Greek joblessness remained on an upward course in May despite the start of the tourist season, when hiring usually rebounds, and with nearly two-thirds of young people out of work.
According to the Hellenic Statistical Authority (ELSTAT), the country’s unemployment rate rose to 27.6 percent from 27 percent in April and 23.8 percent in May 2012. The somewhat paradoxical development, corroborated by Labor Ministry data which show an increase in layoffs in some tourist areas, may be explained by the combination of a rise in uninsured work in the tourism sector, the widespread use of apprenticeships for citizens of Eastern European countries and mutually agreed termination of work contracts for employees to collect unemployment benefit.
The official number of those in employment fell by 171,356, or 4.5 percent, in 12 months, bringing the total over five years to 945,824. The ranks of the unemployed grew by 193,669 individuals in May from a year earlier, bringing the total to 1,381,088. Those in work numbered 3,621,153 and the economically non-active population 3,318, 671. The new jobless, laid off between May 2008 and May 2013, came to 1,024,088.
Over the same period, the unemployment rate grew fivefold among those aged 45-54, reaching 20.9 percent, and fourfold in the 35-44 age group, in which it now amounts to 37.7 percent.
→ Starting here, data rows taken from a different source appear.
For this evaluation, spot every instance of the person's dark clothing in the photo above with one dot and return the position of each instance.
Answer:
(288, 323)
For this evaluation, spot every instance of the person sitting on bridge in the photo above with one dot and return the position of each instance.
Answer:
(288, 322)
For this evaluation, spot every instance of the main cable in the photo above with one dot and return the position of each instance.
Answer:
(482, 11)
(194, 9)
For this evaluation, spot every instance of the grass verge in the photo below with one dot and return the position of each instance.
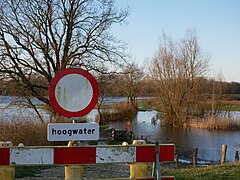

But the worst-hit age group by far is that of young people up to 25, where unemployment now stands at 64.9 percent.
Separately, Labor Minister Yiannis Vroutsis has ordered extensive checks on tourist enterprises which laid off staff at the height of the tourist season in order to ascertain any violations of labor legislation. The ministry’s electronic monitoring system showed unjustifiably high rates of dismissals in certain areas in the first week of August, including Attica, Thassos, Zakynthos, Halkidiki, Messinia and Ilia.
In a further paradoxical twist, the system showed a positive balance of 91,611 new hirings in the first seven months of the year.